A particular dangerous activity for members of resistance groups in war-time Austria involved trying to persuade soldiers to desert from the army. It had been found that women were generally more successful at this work than men. Tasks might simply involve leaving a pile of leaflets urging desertion on park benches, in trains, or in other public places. At the other extreme, the work involved identifying depressed looking soldiers home on leave in bars and engaging them in conversation. There were even comrades who wrote letters to soldiers who had returned from leave back to the front line, urging that they desert the German army and find a way to cross over to the opposing Soviet army. After 1943 German victory no longer seemed inevitable and army morale began to crumble. It is impossible to known what effect resistance members had on increasing the desertion rate, but experience in the Salzkammergut suggests that desertions were increasing.
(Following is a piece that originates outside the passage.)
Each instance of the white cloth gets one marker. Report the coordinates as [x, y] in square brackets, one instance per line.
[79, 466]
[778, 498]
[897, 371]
Towards the end of 1944 it was estimated that "Der Igel" had become home to approximately 500 men, most of whom had arrived not, in the first instance, to become activist partisan fighters but in order to avoid being found and sent back to their regiments. There were also two more Communist detainees who managed to escape from the subcamp at Bad Vigaun at the end of 1944 and came to Pesendorfer for help. Naturally once the new arrivals had joined the community there was plenty of work to be done, felling trees, both for construction work extending the interior of the salt-caves network and as firewood, along with more directly focused resistance engagement. For the women who lived in the valley below the logistical challenge of keeping so many men supplied with food, weaponry and munitions was formidable. Any villagers found in possession of illegally slaughtered meat faced severe punishment. Resi Pesendorfer later recalled the winter of 1944/45 as her most difficult time during the war. Resi Pesendorfer was among those taking a lead in organising supplies for "Der Igel". Other members of the network known to have been involved in administering this work included Marianne Feldhammer and Leni Egger.

=== After the war ===
Several of Resi Pesendorfer's resistance comrades - all men - wrote about their war-time exploits or gave interviews on the subject after the fighting was over. Resi Pesendorfer did not. She led a relatively inconspicuous life in Bad Ischl, and later in nearby Ebensee. She was nevertheless actively involved in the short-lived "Austrian Concentration Camps Association" ("KZ-Verband") and the "Democratic Women's League". She also continued to participate actively in the political work of the local Communist Party. At the end of the 1970s The President awarded Pesendorfer the Decoration of Honour in recognition of her meritorious contribution to the liberation of Austria.

Her war-time exploits became better known after 1985 when the Viennese filmmaker-writer Ruth Beckermann teamed up with students from the History Workshop Salzburg to produce a 37 minute documentary film about the Resistance in the Salzkammergut. The film, titled "Der Igel" includes interviews with Resi Pesendorfer, Maria Plieseis (the widow of Sepp Plieseis) and Leno Egger. Pesendorfer was 83 at the time of the interview, the film of which is believed to be the only surviving source in which she speaks for herself on the subject.

Resi Pesendorfer died on 31 October 1989 aged 87.